Best Practices
Use locators
Locators come with auto waiting and retry-ability. Auto waiting means that Playwright performs a range of actionability checks on the elements, such as ensuring the element is visible and enabled before it performs the click. To make tests resilient, we recommend prioritizing user-facing attributes and explicit contracts.
page.getByRole('button', { name: 'submit' });
Use codegen
to generate locators
To pick a locator run the codegen command followed by the URL that you would like to pick a locator from.
npx playwright codegen your-url(playwright.dev)
Tips
How to wait for one of several pages to show out?
Use regular expression to check each one of the pages may be showed out.
// Repair tab
// auditRepairURL = `https://blueiq.cloudblue.com/Audit/RepairDetailLOB.aspx`
// Test tab
// auditTestURL = `https://blueiq.cloudblue.com/Audit/AssetConfiguration.aspx`
// Not found tab
// auditSummaryURL = "https://blueiq.cloudblue.com/Audit/Summary.aspx"
// Any one of the above three cases
var reAssetURLs = regexp.MustCompile("RepairDetailLOB|AssetConfiguration|Summary")

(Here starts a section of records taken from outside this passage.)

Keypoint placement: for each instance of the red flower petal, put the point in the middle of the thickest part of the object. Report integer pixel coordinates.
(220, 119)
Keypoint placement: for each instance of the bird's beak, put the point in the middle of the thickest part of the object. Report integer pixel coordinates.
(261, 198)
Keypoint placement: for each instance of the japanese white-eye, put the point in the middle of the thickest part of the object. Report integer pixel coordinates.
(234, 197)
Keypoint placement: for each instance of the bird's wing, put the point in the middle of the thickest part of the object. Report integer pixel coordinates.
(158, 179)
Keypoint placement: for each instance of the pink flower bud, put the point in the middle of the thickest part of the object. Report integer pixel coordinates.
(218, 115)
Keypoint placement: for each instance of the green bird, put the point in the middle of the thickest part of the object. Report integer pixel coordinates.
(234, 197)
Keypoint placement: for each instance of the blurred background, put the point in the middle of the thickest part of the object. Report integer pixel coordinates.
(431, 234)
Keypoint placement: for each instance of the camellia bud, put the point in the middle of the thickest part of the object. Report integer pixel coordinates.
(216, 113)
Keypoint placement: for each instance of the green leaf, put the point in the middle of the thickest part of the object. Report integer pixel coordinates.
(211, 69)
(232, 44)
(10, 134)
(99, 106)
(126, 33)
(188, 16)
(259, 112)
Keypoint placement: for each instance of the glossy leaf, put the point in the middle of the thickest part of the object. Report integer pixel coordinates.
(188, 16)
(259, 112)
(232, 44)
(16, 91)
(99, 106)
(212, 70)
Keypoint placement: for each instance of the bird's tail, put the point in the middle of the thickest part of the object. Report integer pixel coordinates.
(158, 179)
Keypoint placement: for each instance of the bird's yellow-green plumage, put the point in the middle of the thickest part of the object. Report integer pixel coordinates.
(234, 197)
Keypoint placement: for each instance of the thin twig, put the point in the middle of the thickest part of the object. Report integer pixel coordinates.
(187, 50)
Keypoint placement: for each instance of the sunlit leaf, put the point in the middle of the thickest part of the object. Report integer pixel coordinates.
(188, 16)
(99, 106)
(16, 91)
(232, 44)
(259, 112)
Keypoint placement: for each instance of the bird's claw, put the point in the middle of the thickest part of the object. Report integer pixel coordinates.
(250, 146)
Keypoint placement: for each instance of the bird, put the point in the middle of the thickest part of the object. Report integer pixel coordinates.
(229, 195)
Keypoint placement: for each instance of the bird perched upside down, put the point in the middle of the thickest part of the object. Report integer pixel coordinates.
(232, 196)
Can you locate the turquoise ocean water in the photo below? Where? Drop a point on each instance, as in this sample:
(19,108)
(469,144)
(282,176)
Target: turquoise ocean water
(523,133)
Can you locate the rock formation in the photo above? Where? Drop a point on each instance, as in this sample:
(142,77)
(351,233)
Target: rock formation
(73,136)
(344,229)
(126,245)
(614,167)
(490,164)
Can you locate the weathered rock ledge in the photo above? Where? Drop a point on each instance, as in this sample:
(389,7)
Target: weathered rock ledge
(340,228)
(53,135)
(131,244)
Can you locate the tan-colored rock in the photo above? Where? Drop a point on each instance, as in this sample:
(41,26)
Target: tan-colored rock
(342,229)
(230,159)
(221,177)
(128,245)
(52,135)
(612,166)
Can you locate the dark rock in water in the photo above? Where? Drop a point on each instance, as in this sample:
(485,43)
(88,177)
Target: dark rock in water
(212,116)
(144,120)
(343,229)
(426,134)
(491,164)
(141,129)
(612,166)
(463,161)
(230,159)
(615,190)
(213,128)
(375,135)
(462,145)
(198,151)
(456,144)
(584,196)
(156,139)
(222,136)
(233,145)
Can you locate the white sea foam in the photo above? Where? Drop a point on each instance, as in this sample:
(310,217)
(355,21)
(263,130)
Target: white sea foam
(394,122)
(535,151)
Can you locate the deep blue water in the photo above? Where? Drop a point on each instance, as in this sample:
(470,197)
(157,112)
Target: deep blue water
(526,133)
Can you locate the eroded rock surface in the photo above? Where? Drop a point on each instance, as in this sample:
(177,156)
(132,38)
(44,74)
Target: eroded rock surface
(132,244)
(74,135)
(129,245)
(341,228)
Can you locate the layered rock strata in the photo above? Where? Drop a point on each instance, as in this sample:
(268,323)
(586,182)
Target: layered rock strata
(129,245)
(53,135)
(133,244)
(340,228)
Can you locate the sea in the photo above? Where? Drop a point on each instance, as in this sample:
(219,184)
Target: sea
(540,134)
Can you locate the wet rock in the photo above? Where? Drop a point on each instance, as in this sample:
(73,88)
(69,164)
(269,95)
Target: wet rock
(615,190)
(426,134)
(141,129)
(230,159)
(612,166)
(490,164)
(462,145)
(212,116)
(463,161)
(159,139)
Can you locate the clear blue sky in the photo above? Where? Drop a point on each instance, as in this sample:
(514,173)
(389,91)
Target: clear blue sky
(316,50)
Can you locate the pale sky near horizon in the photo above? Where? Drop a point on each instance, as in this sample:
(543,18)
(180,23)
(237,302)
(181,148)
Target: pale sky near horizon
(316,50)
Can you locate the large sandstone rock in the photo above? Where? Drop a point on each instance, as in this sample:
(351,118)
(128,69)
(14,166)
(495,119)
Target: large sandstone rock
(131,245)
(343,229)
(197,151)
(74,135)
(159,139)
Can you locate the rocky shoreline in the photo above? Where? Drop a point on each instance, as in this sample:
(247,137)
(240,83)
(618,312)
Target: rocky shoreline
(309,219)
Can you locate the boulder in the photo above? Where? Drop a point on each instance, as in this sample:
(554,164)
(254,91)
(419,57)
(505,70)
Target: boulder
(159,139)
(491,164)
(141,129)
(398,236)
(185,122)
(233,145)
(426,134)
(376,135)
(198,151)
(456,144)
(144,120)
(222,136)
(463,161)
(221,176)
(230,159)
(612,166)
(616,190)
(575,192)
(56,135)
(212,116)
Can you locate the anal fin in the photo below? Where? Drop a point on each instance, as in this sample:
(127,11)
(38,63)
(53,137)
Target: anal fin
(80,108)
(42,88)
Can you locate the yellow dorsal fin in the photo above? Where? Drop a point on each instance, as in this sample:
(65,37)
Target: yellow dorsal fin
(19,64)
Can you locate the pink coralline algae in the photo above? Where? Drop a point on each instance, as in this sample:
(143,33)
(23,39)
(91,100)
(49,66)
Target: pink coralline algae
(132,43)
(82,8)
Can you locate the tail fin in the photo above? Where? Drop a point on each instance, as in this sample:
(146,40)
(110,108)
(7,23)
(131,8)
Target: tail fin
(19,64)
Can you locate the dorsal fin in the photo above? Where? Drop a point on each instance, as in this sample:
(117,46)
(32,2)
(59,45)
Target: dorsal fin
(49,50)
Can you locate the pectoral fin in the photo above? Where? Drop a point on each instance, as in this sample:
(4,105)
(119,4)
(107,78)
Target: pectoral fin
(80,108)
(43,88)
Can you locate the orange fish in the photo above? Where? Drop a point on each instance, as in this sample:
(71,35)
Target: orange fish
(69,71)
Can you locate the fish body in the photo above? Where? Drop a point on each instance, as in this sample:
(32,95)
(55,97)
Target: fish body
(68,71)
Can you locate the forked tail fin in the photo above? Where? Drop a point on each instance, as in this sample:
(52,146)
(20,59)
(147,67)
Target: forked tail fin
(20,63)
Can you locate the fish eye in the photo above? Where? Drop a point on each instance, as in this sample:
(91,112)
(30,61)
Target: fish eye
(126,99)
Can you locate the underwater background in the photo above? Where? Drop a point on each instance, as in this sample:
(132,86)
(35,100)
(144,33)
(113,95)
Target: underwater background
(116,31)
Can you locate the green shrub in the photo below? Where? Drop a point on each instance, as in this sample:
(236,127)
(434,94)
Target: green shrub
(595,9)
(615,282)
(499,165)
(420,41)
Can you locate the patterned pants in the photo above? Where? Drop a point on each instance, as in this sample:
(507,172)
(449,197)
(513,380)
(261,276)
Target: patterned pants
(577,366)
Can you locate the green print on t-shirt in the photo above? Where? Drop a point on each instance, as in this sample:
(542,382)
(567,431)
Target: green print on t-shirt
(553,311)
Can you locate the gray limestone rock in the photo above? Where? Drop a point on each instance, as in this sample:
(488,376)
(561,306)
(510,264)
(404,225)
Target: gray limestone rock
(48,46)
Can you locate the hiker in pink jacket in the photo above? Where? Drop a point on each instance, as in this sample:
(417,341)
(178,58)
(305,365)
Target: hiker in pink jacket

// It will be done if any one of the above url reached
err = iq.page.WaitForURL(reAssetURLs, playwright.PageWaitForURLOptions{
WaitUntil: playwright.WaitUntilStateDomcontentloaded,
})
// check which url reached
url := iq.page.URL()
How to get the page ready?
For page.Goto()
function using *WaitUntilState options for fine adjustment.
// Other options: WaitUntilStateDomcontentloaded / WaitUntilStateLoad
_, err := iq.page.Goto(blueIQURL, playwright.PageGotoOptions{
WaitUntil: playwright.WaitUntilStateNetworkidle,
})
Or use WaitForLoadState
function if you already in the page.
// LoadStateLoad - not ready, can't get threshold remaining
// LoadStateDomcontentloaded - page doesn't show out but you can get the data - faster
// LoadStateNetworkidle - page is visible and ready - stable but slower
err = iq.page.WaitForLoadState(playwright.PageWaitForLoadStateOptions{State: playwright.LoadStateNetworkidle})
// Or use Locator.WaitFor
err = iq.page.Locator(auditRepairThresholdRemainingID).WaitFor()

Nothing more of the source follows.